Die IG Metall versetzt die Unternehmer derzeit zwar mit großen Warnstreiks in Aufregung. Es gibt aber durchaus Anzeichen, dass sich die Gewerkschaftsführung mit einer Lohnerhöhung zufriedengeben könnte, die deutlich geringer ausfällt als gefordert.

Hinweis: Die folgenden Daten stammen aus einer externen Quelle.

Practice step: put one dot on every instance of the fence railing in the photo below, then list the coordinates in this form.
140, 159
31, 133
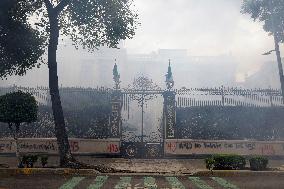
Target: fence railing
228, 96
185, 97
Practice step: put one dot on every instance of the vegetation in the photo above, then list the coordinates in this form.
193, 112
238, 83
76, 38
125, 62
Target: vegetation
16, 108
88, 23
271, 13
225, 162
20, 45
258, 163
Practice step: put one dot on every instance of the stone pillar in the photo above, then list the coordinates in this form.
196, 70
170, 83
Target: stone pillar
169, 115
115, 118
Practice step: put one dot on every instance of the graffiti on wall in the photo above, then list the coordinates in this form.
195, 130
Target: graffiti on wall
189, 147
50, 146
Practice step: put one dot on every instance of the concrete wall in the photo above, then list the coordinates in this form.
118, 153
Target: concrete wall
241, 147
49, 145
171, 147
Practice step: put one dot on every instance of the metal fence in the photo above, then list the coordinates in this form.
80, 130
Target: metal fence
185, 97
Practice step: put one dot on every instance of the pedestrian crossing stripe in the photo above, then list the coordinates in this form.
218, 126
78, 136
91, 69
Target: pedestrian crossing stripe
199, 183
123, 183
98, 183
175, 183
70, 184
150, 183
224, 183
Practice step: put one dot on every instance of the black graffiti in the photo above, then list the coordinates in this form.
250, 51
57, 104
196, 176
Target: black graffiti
212, 145
48, 146
185, 145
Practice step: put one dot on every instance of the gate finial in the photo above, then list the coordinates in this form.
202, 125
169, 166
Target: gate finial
169, 77
116, 76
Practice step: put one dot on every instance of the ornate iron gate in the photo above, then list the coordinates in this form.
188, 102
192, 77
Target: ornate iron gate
143, 90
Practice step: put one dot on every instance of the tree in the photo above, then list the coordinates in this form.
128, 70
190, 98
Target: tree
90, 23
271, 12
20, 46
16, 108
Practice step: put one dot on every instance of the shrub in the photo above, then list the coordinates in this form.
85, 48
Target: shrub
258, 163
29, 160
43, 160
225, 162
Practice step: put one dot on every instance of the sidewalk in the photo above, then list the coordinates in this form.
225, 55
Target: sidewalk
170, 166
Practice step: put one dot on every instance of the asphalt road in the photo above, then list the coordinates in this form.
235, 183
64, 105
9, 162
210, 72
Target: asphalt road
140, 182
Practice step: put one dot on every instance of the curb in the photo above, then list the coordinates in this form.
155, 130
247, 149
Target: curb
8, 172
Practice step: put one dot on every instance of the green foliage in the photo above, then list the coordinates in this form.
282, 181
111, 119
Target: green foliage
43, 160
29, 160
271, 12
18, 107
225, 162
258, 163
21, 46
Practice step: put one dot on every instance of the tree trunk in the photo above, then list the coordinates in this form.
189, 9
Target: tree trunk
15, 136
60, 130
280, 68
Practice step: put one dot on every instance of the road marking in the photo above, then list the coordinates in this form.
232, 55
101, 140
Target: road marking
150, 183
199, 183
224, 183
124, 183
70, 184
99, 182
175, 183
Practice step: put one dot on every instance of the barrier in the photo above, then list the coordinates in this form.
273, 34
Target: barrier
171, 147
49, 146
241, 147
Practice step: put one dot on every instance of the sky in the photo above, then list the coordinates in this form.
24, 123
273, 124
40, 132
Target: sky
204, 28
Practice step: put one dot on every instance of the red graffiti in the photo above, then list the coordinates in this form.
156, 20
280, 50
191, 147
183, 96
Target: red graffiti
267, 149
112, 148
172, 146
74, 145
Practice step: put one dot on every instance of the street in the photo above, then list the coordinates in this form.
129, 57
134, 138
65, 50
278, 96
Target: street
139, 182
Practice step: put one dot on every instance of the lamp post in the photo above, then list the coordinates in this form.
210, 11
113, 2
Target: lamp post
277, 50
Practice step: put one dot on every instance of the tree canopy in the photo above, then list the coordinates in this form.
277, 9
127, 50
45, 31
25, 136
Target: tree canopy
21, 46
18, 107
271, 12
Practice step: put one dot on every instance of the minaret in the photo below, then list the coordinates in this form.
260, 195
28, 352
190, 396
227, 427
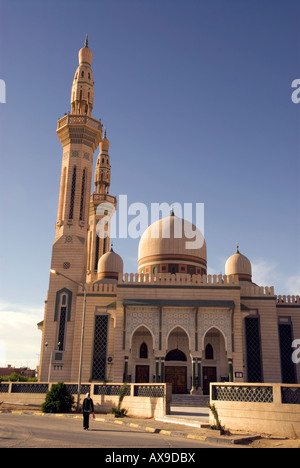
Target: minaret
79, 135
102, 206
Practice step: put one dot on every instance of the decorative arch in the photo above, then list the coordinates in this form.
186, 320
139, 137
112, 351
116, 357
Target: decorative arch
209, 351
136, 329
183, 329
143, 351
176, 355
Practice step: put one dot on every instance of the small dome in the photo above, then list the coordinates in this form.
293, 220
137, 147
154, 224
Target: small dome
172, 245
110, 265
239, 265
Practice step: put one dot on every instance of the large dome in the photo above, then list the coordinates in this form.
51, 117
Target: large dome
172, 245
240, 266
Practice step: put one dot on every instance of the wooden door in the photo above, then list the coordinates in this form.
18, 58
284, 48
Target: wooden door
142, 374
177, 376
209, 375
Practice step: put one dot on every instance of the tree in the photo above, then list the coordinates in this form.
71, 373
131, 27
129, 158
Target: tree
58, 400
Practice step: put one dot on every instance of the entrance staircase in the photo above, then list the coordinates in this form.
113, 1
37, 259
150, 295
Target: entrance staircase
186, 401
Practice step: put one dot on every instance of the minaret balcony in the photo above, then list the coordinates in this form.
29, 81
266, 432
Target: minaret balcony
79, 129
79, 120
101, 197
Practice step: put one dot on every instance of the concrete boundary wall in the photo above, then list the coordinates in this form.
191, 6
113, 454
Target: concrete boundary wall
262, 408
142, 400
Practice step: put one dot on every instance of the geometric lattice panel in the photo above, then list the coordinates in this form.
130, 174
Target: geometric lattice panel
286, 350
290, 395
243, 393
100, 347
253, 353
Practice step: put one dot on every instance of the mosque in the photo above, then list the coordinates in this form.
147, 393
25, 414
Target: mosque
168, 322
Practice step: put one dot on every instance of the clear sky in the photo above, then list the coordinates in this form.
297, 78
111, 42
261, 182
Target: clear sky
196, 99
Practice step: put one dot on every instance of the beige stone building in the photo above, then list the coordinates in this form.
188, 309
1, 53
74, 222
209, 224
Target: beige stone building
170, 321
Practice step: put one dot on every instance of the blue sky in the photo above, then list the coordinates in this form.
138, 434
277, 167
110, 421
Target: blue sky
196, 99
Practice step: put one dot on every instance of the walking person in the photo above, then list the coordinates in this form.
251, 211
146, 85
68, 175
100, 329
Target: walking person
87, 409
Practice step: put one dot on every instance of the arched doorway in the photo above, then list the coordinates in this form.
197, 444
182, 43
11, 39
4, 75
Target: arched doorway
176, 361
214, 363
142, 359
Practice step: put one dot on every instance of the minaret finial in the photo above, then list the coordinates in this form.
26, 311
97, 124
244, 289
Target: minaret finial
172, 212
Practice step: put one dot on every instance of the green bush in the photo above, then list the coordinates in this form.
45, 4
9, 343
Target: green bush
58, 400
14, 377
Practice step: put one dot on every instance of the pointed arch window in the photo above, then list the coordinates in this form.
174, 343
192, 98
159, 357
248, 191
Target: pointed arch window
209, 352
82, 198
144, 351
72, 199
176, 355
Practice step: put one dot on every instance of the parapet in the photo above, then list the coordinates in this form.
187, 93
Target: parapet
178, 279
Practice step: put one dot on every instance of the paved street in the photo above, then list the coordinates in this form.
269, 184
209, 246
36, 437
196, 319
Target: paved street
30, 431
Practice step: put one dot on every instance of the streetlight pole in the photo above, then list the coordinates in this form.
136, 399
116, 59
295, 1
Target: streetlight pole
55, 272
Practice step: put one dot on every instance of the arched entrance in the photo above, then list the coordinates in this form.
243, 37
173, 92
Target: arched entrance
142, 363
176, 361
214, 362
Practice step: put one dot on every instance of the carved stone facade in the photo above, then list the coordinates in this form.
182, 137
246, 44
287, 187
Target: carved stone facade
170, 322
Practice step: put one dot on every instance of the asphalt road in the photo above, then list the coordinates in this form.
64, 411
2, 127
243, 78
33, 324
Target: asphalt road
30, 431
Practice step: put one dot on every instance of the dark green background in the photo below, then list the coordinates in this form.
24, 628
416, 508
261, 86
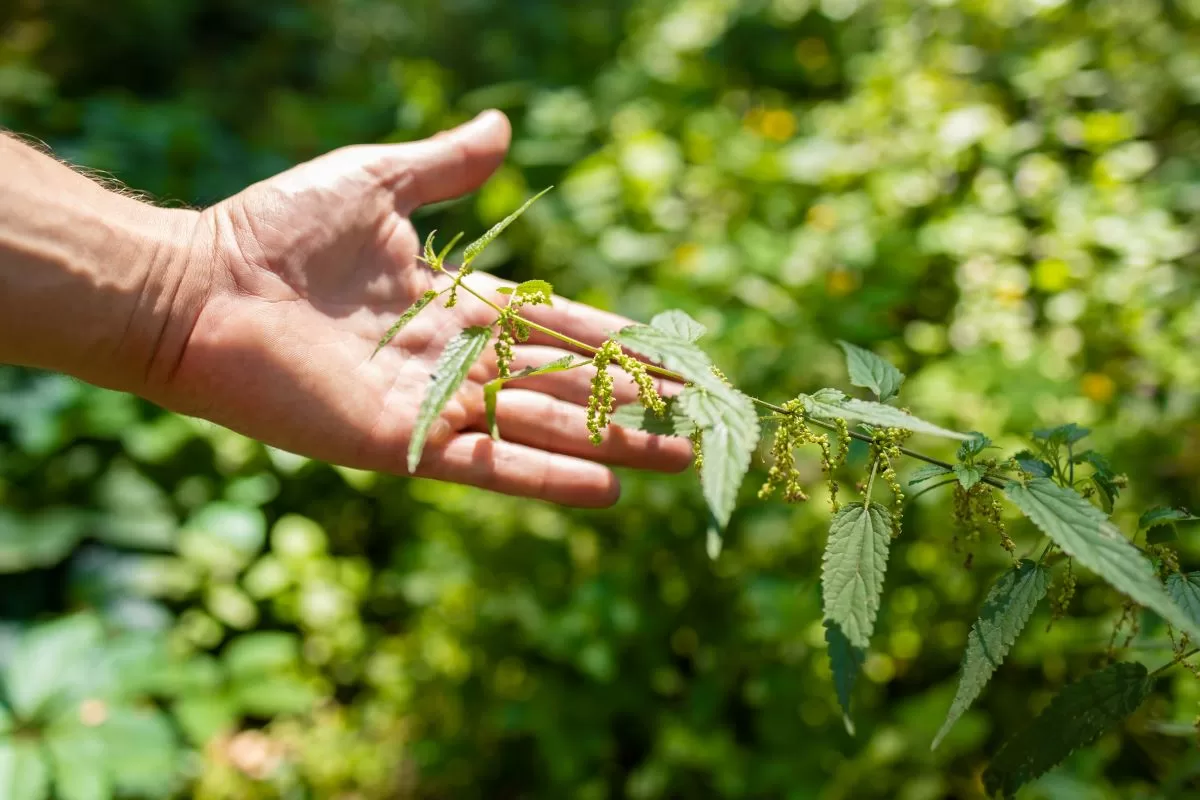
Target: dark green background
1000, 196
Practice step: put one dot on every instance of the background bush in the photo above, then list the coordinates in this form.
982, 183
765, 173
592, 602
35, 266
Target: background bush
1001, 196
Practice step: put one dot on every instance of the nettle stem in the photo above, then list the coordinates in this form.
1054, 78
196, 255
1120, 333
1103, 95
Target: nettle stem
673, 376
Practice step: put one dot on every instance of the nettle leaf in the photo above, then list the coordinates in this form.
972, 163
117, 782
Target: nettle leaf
405, 319
1075, 717
1062, 434
967, 474
1032, 464
1084, 533
672, 352
478, 246
492, 388
673, 421
973, 445
1007, 608
832, 404
678, 324
1185, 590
873, 372
449, 372
856, 559
729, 435
845, 662
927, 473
1163, 516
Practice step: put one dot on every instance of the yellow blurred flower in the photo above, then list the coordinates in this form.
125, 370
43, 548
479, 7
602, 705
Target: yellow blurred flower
1097, 386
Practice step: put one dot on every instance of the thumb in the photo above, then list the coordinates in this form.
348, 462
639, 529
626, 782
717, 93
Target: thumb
453, 162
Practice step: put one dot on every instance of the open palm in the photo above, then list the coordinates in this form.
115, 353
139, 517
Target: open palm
310, 268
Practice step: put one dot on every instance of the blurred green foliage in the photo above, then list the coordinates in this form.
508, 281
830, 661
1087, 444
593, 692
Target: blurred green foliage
1001, 196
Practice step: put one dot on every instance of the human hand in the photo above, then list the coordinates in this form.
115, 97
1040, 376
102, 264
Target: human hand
303, 275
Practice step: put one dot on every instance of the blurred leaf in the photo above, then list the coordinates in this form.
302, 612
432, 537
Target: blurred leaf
71, 645
845, 661
1185, 590
23, 770
852, 570
1009, 603
39, 541
449, 372
1083, 531
871, 372
1075, 717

Nicht lange ist es her, da war in den Medien vom Verdi-Vorsitzenden Frank Bsirske wieder einmal als »Krawallmacher« der Republik die Rede. Die Dienstleistungsgewerkschaft forderte im Frühjahr eine Lohnerhöhung von 6,5 Prozent. Nun ist die IG Metall am Zug: Sie fordert für die Beschäftigten in der Metall- und Elektroindustrie ebenfalls 6,5 Prozent mehr Lohn und weitet seit dem 1. Mai ihre Warnstreiks aus. Wenn das Ultimatum der größten Gewerkschaft der Welt zu Pfingsten abläuft, könnte es zu unbefristeten Massenstreiks in Schlüsselbranchen der deutschen Wirtschaft kommen.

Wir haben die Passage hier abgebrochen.